This article first appeared on Telegraph Online.

Government loses two by-elections. Ordinarily that barely rates a headline. These, however, are not ordinary times. Poll after poll shows Labour heading for victory in the general election, and the results from Wellingborough and Kingswood do nothing to alter my view that the game is up for the Conservatives. In a week when Labour had their backs against the wall over policy U turns and antisemitism, they still romped to victory in both seats.
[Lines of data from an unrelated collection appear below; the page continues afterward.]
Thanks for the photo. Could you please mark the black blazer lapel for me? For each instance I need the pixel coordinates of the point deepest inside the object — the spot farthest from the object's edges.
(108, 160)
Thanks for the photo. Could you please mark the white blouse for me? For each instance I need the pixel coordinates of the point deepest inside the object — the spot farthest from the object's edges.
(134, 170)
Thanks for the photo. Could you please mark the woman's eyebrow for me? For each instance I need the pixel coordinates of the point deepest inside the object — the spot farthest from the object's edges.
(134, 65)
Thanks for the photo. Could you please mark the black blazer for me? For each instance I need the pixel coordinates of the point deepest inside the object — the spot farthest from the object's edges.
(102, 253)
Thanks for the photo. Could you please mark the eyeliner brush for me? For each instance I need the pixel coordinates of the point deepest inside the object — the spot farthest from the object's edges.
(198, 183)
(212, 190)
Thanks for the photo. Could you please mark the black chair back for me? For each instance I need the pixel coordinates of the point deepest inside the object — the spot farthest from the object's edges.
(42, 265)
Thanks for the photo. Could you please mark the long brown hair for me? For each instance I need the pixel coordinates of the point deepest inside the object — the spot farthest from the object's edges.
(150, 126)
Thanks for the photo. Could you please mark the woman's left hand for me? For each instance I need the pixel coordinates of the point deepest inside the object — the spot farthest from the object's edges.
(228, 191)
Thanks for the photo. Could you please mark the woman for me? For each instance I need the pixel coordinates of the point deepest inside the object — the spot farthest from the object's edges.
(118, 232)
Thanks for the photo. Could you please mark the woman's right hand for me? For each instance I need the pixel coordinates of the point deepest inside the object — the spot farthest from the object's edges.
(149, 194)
Although eminently predictable results, there are some lessons to be learned. Let’s start with the Conservatives. Their lesson is twofold. In both these seats the trend of the Conservative vote reducing by a third has continued. It has happened in all the recent by-elections. It doesn’t seem as though the Tory vote has defected much to Labour, but instead Tory voters have decided to sit on their bottoms and stay at home. Extraordinarily, in two seats which the Tories held with large majorities they barely put in any campaigning effort. They will justify it by pointing out the fact that the Kingswood seat disappears at the general election and Wellingborough is subject to major boundary changes. Unusually no MPs were deputed to campaign, let along party activists encouraged to travel there to help the Tory campaign. It may be that CCHQ decided it would be throwing good money after bad, but it all added to the sense that the Tories have, well, given up already and are accepting their fate. It’s shameful, to be honest. What’s the point of having a campaigning department when it doesn’t even bother to campaign?
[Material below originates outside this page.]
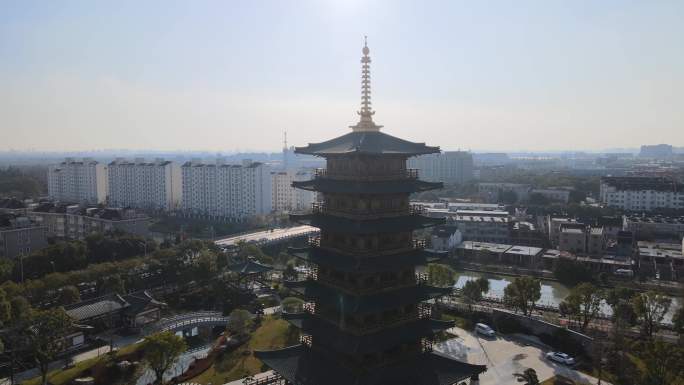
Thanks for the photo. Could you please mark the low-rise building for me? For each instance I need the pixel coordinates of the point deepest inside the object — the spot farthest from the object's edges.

These were the first by-elections where Reform UK made an impact leapfrogging the LibDems into a third place finish in both seats. Over the last few months Reform has started to regularly poll in double figures, something which will worry Tory strategists, even in their state of despairing stasis. They are starting to give mardy Tories an alternative home. However, if the Tories think that tacking to the right on immigration and promising to withdraw from the ECHR will appease their erstwhile supporters, history shows that it will not work. For every vote you keep, you lose another one from the other wing of the party. Reform now need to replace Richard Tice with Nigel Farage and they could really be a thorn in the Tory side. In many ways the success or otherwise of Reform holds the key to the size of the Labour majority.

On the face of it the night was a disaster for the LibDems, with two lost deposits. However, look deeper and one has to ask why their vote plummeted by 50% in Kingswood and 40% in Wellingborough. Simple. LibDem voters are more likely to indulge in anti-Tory tactical voting than any other party’s supporters. They are far less tribal and far more slutty in their voting predilections. Their challenge is to persuade Labour voters to be equally as tarty in Tory held seats in the south.

These are not midterm blues by elections, as Rishi Sunak has suggested. They signal the end of Tory days.